Of course, Cashill is lying about that too. The Kansas board rejected Lakin's application for a license because his "refusal to deploy to Afghanistan to provide medical services in support of Operation Enduring Freedom due to his own personal beliefs represents a disregard for his professional duties and undermines the integrity of the medical profession. Of even more significance, [Lakin's] action's potentially jeopardized the health, safety and welfare of the military troops for which [Lakin] was employed to provide medical care."

Naturally, this was all newsworthy enough for WND to do a "news" article on Lakin. A Jan. 29 article by Jack Minor sympathetically fleshed things out -- the fact that Minor devotes the second paragraph of his article to all the medals and ribbons Lakin received in the military tells you how hagiographic this article is -- and repeats a lot of the distortions and falsehoods Cashill did.

Minor added an "exclusive interview" with Lakin, who's now working in Colorado, and it's clear he's in martyr mode; he baselessly claims his application for a Kansas medical license was rejected over Obamacare, since "The former governor was the HHS secretary and many of the board members were supporters of Obamacare so they took it out on me." Minor also writes that Lakin claim "there was an attempt by Obama supporters and others on the left to destroy him by stripping him of his medical license."

Minor also quoted Lakin's brother, who also baselessly accused the Kansas board of "serious corruption." He also repeats WND's standard line that Obama merely "released what he claimed was his long form birth certificate" (italics ours) which "the only official law enforcement investigation, done on the orders of Sheriff Joe Arpaio, found to be fraudulent. Like the rest of WND, Minor didn't admit that Arpaio's investigation was incompetent and driven by hatred for Obama.

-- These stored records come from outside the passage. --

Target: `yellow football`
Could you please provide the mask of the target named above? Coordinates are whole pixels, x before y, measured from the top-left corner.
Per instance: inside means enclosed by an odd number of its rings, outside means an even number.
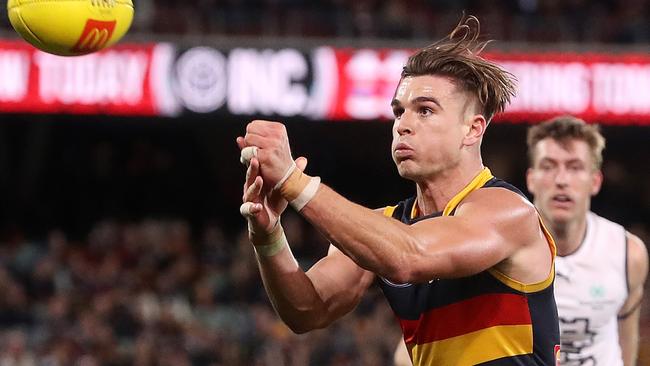
[[[133,21],[131,0],[9,0],[7,10],[27,42],[61,56],[110,47]]]

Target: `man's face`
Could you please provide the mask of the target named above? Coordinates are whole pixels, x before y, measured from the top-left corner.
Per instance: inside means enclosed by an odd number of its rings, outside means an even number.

Because WND never reported how its birther conspiracies have been completely discredited, its readers have been deluded into thinking there's merit to the story. One of those readers, presumably, was Lakin. So we can assume that WND played a key role in deluding Lakin into throwing away his military career for a ridiculous conspiracy theory at a time when WND needed a martyr for its cause.

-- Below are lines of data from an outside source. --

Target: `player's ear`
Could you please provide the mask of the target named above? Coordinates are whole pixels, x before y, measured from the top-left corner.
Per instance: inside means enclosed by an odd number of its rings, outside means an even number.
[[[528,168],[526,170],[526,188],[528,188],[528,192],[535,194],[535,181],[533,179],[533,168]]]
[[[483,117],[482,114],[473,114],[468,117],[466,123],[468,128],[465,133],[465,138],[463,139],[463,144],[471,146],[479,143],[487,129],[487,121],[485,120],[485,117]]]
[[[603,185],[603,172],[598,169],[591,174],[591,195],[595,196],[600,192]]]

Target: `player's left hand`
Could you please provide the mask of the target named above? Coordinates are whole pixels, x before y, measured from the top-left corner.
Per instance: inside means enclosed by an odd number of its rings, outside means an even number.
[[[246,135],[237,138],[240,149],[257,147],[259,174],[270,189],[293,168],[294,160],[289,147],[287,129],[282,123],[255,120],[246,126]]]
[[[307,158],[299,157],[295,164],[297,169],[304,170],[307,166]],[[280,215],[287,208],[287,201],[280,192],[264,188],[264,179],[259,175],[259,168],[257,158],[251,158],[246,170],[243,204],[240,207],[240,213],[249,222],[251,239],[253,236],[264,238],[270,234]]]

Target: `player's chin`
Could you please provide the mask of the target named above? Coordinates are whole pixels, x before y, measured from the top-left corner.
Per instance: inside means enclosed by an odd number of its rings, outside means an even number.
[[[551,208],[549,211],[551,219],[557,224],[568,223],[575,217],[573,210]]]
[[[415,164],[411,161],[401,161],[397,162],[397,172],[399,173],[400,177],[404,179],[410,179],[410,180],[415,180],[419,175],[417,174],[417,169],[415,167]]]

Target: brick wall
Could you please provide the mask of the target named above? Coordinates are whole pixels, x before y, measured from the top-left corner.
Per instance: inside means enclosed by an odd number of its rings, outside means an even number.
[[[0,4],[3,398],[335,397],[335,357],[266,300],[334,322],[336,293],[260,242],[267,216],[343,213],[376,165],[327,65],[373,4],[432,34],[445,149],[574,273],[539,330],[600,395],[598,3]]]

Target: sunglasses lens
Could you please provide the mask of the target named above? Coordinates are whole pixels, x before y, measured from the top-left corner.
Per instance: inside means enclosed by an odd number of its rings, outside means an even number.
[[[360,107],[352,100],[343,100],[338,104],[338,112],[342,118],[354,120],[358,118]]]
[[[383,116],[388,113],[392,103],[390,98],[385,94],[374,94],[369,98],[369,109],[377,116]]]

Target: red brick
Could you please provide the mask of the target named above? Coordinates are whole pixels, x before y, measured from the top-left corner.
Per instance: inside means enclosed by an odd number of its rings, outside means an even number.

Which makes its new campaign to try and fix Lakin's life -- which it played a major role in screwing up -- not just ironic but pathetic as well. If WND was truly sorry for ruining Lakin's life, it would simply pay him the $2 million in benefits he threw away.

As of this writing, Lakin's petition has a paltry 6,143 signatures, out of a goal of 100,000.

Yes, Trump's election means it's safe for Farah and WND to be openly birther again. That doesn't mean they've become any less dishonest about it.